We next demonstrated that tPA, proBDNF, and plasminogen co-localize extensively in individual DCGs in spines. Fig. 5C shows a dendritic process and spines stained with Alexa-350-conjugated phalloidin, which fluoresces blue. This image shows that DCGs containing both tPA and proBDNF chimeras are present in many dendritic spines of mature hippocampal neurons. Similarly, Fig. 5D shows that DCGs containing both plasminogen and proBDNF chimeras are present in dendritic spines of mature hippocampal neurons. Quantification revealed that 27 ± 9% of spines (n = 8 cells, 203 spines) contain at least one DCG containing co-localizing chimeras. In addition, 80 ± 18% of the spines that contained at least one DCG contained co-localizing chimeras of neuromodulators in the same DCG. This degree of co-localization is statistically indistinguishable from co-localization in all sub-domains of neurons. For example, statistical comparison of tPA overlap with proBDNF in all sub-domains to overlap in spines yields p = 0.20 (> 0.05; Student's t-test).

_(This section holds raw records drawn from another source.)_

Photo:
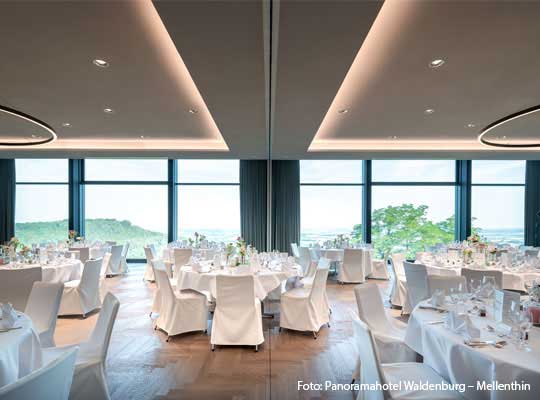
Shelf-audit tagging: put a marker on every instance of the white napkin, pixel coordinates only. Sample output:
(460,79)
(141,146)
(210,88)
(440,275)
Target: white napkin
(462,324)
(9,316)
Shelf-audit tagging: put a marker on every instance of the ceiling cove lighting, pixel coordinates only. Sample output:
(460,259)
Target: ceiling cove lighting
(28,118)
(506,120)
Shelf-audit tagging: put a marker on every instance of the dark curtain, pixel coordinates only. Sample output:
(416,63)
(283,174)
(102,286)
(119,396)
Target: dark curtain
(253,207)
(532,204)
(285,204)
(7,199)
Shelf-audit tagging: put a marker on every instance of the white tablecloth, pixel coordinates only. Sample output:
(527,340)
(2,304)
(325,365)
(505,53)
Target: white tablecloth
(511,280)
(446,353)
(20,352)
(265,281)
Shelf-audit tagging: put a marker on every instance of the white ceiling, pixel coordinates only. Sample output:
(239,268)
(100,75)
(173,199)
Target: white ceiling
(214,56)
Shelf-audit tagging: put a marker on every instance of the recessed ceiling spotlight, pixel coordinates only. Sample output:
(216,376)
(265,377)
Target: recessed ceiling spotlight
(100,63)
(438,62)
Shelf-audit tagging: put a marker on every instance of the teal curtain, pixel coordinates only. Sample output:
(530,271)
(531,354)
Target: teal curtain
(532,204)
(7,199)
(253,199)
(285,204)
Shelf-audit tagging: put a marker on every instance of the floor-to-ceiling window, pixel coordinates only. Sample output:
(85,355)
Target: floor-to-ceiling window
(208,199)
(498,200)
(330,200)
(126,201)
(41,210)
(413,204)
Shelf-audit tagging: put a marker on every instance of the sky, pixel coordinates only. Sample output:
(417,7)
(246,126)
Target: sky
(218,207)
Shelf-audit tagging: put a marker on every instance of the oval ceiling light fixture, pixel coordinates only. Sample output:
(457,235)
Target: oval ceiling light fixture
(28,118)
(100,63)
(438,62)
(503,121)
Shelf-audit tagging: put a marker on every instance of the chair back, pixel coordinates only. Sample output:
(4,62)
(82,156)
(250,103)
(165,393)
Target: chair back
(42,308)
(416,275)
(84,253)
(370,371)
(51,382)
(104,263)
(445,283)
(101,335)
(479,274)
(116,258)
(305,259)
(294,250)
(16,285)
(371,307)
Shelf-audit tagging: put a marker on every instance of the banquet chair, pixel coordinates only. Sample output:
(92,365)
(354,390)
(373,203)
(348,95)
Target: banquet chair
(89,382)
(84,253)
(478,274)
(389,333)
(16,285)
(238,315)
(352,268)
(295,252)
(148,271)
(384,379)
(82,296)
(416,275)
(42,308)
(115,262)
(50,382)
(181,258)
(444,283)
(124,269)
(306,308)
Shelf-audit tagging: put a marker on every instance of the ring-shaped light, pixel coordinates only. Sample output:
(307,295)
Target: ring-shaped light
(32,120)
(503,121)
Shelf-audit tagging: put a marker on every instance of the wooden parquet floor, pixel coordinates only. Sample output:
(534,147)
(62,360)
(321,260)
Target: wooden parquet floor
(142,365)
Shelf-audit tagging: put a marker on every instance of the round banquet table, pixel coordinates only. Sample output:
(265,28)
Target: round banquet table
(64,270)
(445,352)
(20,351)
(265,280)
(512,280)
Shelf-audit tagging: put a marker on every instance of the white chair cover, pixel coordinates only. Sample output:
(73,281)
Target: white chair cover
(180,312)
(124,269)
(237,317)
(416,282)
(148,271)
(352,269)
(116,258)
(42,308)
(51,382)
(16,285)
(181,258)
(389,333)
(385,379)
(471,274)
(89,382)
(81,297)
(445,283)
(84,253)
(305,308)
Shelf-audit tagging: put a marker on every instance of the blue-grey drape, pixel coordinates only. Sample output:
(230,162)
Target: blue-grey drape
(285,204)
(7,199)
(253,202)
(532,204)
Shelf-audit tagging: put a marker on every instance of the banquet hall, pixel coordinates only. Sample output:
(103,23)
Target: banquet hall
(269,199)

Chimeric and endogenous neuromodulators exhibit similar attributes

Unlike transport, localization of neuromodulators to neuronal sub-domains like spines and growth cones can also be studied by using immunofluorescence to visualize the distribution of endogenous proteins in fixed cells. When possible, we also used immunofluorescence to map distribution, because the endogenous neuromodulators are our real interest. Immunofluorescence studies also allowed us to confirm that our chimeras mimic their endogenous analogs. Fig. 6 shows examples of our immunofluorescence data, revealing that endogenous proBDNF localizes to growth cones and to spines in spherical organelles, similar to our chimera. Our immunofluorescence images also reveal that endogenous tPA localizes to growth cones and to spines, and our images, and analogous images presented in the literature (Shin et al., 2004; Swanwick et al., 2004), reveal that endogenous tPA and endogenous proBDNF produce a punctate distribution pattern in the cell body and processes that is similar to the distribution pattern produced by our chimeras.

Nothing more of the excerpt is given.